What Can Trump Achieve With Russia–Ukraine?

The conventional wisdom is that President Donald Trump is far more critical of Ukraine’s government than he is of Russia’s while trying to end the war between the two countries. It’s not an entirely unfair criticism.

Trump’s social media posts threatening stepped-up sanctions against Russia or telling the Russian President Vladimir Putin to “STOP” his attacks on Ukraine understandably received less attention than his memorable Oval Office showdown with Ukraine’s President Volodymyr Zelensky. Trump has often failed to describe Russia as the aggressor, other complexities in Moscow–Kiev relations since the end of the Cold War notwithstanding, and could stand to be seen pressuring Putin. 

But on closer inspection, Trump has often talked tougher with the government he currently sees as the primary obstacle to a peace deal ending the war in Ukraine. “I can tell you what the president said last night and that is he is frustrated with leaders on both sides of this war,” White House press secretary Karoline Leavitt told reporters earlier this month. “He wants this war to end. There are men that are dying on both sides and it’s been going on for far too long.”

Some might treat this as moral equivalence or another iteration of “very fine people on both sides.” But there are valid reasons other than those offered in the standard Trump-Russia fearmongering to tread lightly. An important part of these negotiations is about trying to get Russia to quit while it’s ahead. 

Putin isn’t easily movable by moral suasion. One of his key advantages in this war has been that he is by all appearances the least concerned about the death toll, Ukrainian or Russian, of all interested parties.

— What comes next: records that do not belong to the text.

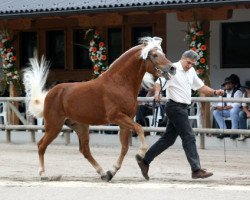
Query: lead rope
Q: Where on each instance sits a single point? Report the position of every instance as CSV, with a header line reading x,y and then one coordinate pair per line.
x,y
223,129
160,105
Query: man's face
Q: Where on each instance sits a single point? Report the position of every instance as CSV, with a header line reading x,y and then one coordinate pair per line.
x,y
229,86
187,63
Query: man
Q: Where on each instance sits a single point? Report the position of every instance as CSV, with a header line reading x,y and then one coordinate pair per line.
x,y
228,109
178,92
245,112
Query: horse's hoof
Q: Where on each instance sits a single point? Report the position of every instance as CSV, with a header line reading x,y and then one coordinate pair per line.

Russia has a history of tolerating high casualties among its troops, which Ukraine cannot (and should not) match.

Yet it is Putin, as the most dedicated Ukraine hawks often remind us, who must be prevailed upon to stop the killing.

Russia also knows that Trump doesn’t want to fund Ukraine indefinitely, as the former President Joe Biden seemed willing to do (and even he may have had his limits). Trump also doesn’t want to expose the United States to the risk of a wider war. All this is why peace is possible and Russia is more or less at the table. But it also creates the possibility of Putin waiting Washington out. (The Trump administration has also made clear that talks can’t go on forever.)

The basic framework of the peace deal Trump is attempting to secure is simply a recognition of reality. Ukraine cannot for the foreseeable future win back much of the territory it lost in the war—and especially before the current war—or join NATO. Russia cannot realistically take much more Ukrainian territory than it already has, but it can inflict much more death and destruction trying. 

This may not be a morally and emotionally satisfying outcome, though it need not be a permanent one. It may, depending on the precise terms of any agreement, be the most efficacious way to save Ukrainian lives right now, even if better diplomacy in 2021 would have been preferable.

Trump spoke of trying to get back as much Ukrainian territory as possible just before the White House meeting with Zelensky went awry. Security guarantees for Ukraine, even if short of NATO membership, will be a critical detail of any deal. The Ukrainians rightly want to ensure that Russia won’t simply invade again in a few months or years.

But the idea that any of this can happen with zero elements that are attractive to Russia (we have tragically established that sparing Russian troops’ lives will not be enough) is implausible or that the usual Trumpian war of words, but directed at Putin rather than Zelensky, will be helpful seems impossible. (The limits of Trump’s verbal abuse, especially as a negotiating tool, is something his political opponents would recognize in almost any other context.)

Sadly, many Americans find it difficult to separate their views of the war in Ukraine from how they feel about Trump. But if there is no viable path to Ukraine winning the war, the mayhem can only be ended through an agreement between both sides. 

If that cannot happen in the not too distant future, “frustrating” would be an understatement.